L’amour de soi : quelques pensées sur l’orgueil naturel

L’orgueil[1] est l’amour de soi-même et de toutes choses pour soi; il rend les hommes idolâtres d’eux-mêmes, et les rendrait les tyrans des autres, si la fortune leur en donnait les moyens.

Rien n’est si impétueux que ses désirs; rien de si caché que ses plans, rien de si habile que ses conduites : ses souplesses ne se peuvent représenter, ses transformations dépassent celles des métamorphoses, et ses raffinements ceux de la chimie…

Il est dans tous les états de la vie et dans toutes les conditions; il vit partout et il vit de tout, il vit de rien; il s’accommode des choses et de leur privation; il passe même dans le parti des gens qui lui font la guerre, il entre dans leurs desseins, et ce qui est admirable, il se hait lui-même avec eux, il conjure sa perte, il travaille même à sa ruine … 

Enfin il ne se soucie que d’être, et pourvu qu’il soit, il veut bien être son ennemi.

Il ne faut donc pas s’étonner s’il se joint quelquefois à la plus rude austérité, et s’il entre si hardiment en société avec elle pour se détruire, parce que, dans le même temps qu’il se ruine en un endroit, il se rétablit en un autre.

Quand on pense qu’il quitte son plaisir, il ne fait que le suspendre ou le changer, et lors même qu’il est vaincu et qu’on croit en être défait, on le retrouve qui triomphe dans sa propre défaite…

L’orgueil est le plus grand de tous les flatteurs.

Il est inséparable de l’intérêt, de la vanité, enfin des passions en général.
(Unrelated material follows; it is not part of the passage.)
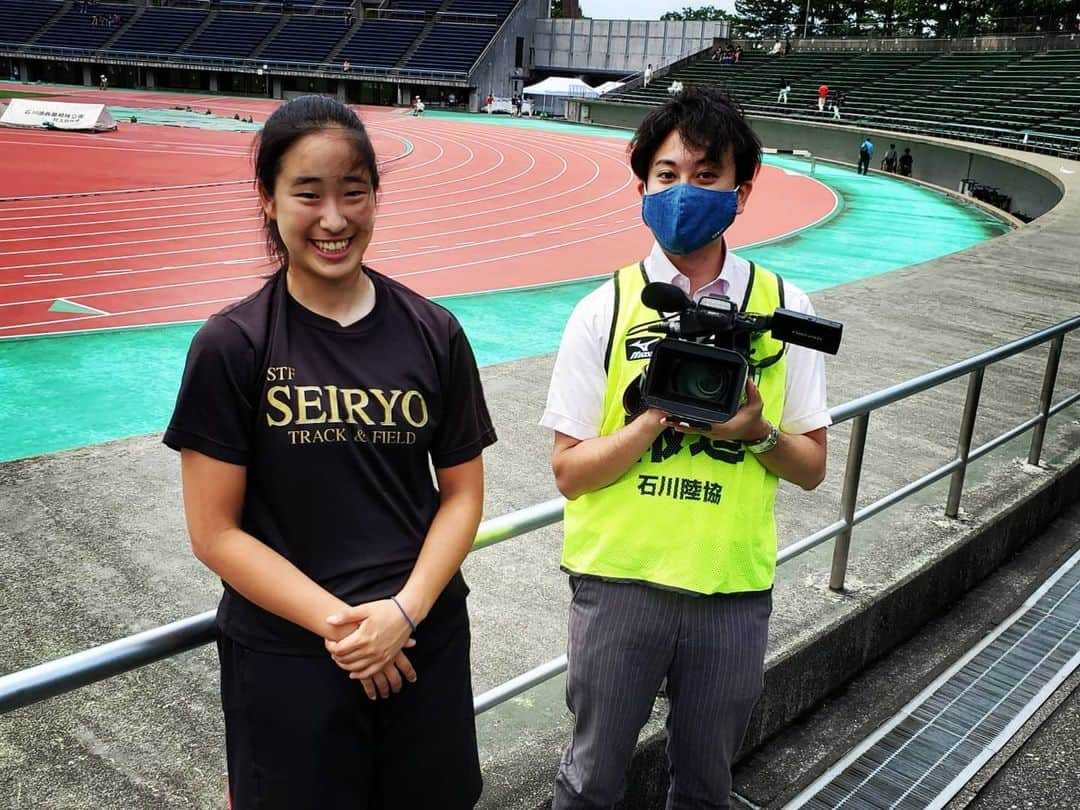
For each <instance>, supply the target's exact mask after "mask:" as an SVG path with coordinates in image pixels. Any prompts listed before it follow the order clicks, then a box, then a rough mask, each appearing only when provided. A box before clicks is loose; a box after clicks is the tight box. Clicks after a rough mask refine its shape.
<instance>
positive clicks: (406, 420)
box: [164, 270, 495, 653]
L’intérêt est l’âme de l’orgueil, de sorte que comme le corps, privé de son âme, est sans vue, sans ouïe, sans connaissance, sans sentiment et sans mouvement, de même, l’orgueil séparé de son intérêt, n’entend, ne sent et ne se remue plus…

L’intérêt parle toutes sortes de langues, et joue toutes sortes de personnages, même celui de désintéressé.

L’orgueil, lui, est égal dans tous les hommes, et il n’y a de différence que dans les moyens et dans la manière de le mettre au jour.

Si nous n’avions point d’orgueil, nous ne nous plaindrions pas de celui des autres.

Enfin, quelque bien qu’on nous dise de nous, on ne nous apprend rien de nouveau ! et on aime mieux dire du mal de soi-même que de n’en point parler...

La Rochefoucauld

(tiré des Maximes)

Proverbes 16/18 : « L’orgueil va devant la ruine, et l’esprit hautain devant la chute ».

Proberbes 13/10 : « Ce n’est que de l’orgueil que vient la querelle, mais la sagesse est avec ceux qui se laissent conseiller ».

Psaume 19/13 : « Garde aussi ton serviteur des péchés commis avec fierté (ou : des orgueilleux); qu’ils ne dominent pas sur moi: alors je serai irréprochable, et je serai innocent de la grande transgression ».

2 Corinthiens 12/20 : « Car je crains que, quand j’arriverai, je ne vous trouve pas tels que je voudrais, et que moi je ne sois trouvé par vous tel que vous ne voudriez pas, et qu’il n’y ait des querelles, des jalousies, des colères, des intrigues, des médisances, des insinuations, des enflures d’orgueil,… »


[1] L’auteur emploie le synonyme “l’amour-propre” dont l’expression remplaçait à son époque ce que nous définissons aujourd’hui par le mot “orgueil”

3 comments On L’amour de soi : quelques pensées sur l’orgueil naturel

  • vraiment…. bien dit!

  • Quelqu’un a écrit que l’orgueil ne réussit jamais mieux que quand il se couvre de modestie .. ça peut être très subtil .

    Il n’y a que cette divine nature en nous pour briser notre orgueil et le Saint Esprit nous aide à discerner ce qui motive nos paroles, nos actions .. aussi « reluisantes » et honorables soient elles ..

  • Oui, le sujet de l’orgueil est inépuisable … Je ne sais plus qui a dit que si on pouvait faire entrer tout l’orgueil du monde dans un placard, il ne resterait personne pour fermer la porte …

    La génération précédente a beaucoup prêché sur l’orgueil, aujourd’hui c’est moins le cas. C’est un message à deux tranchants : il faut être effectivement avertis et enseignés à ce propos, mais j’ai vu aussi les dégâts des excès de ce message, qui pousse parfois les gens à se déguiser, à masquer et à cacher.
    Ceci dit, la vision de l’orgueil de La Rochefoucauld (qu’il appelle « l’amour propre ») est tout à fait savoureuse. Elle nous aide à sourire de nous-même, et à nous prendre moins au sérieux.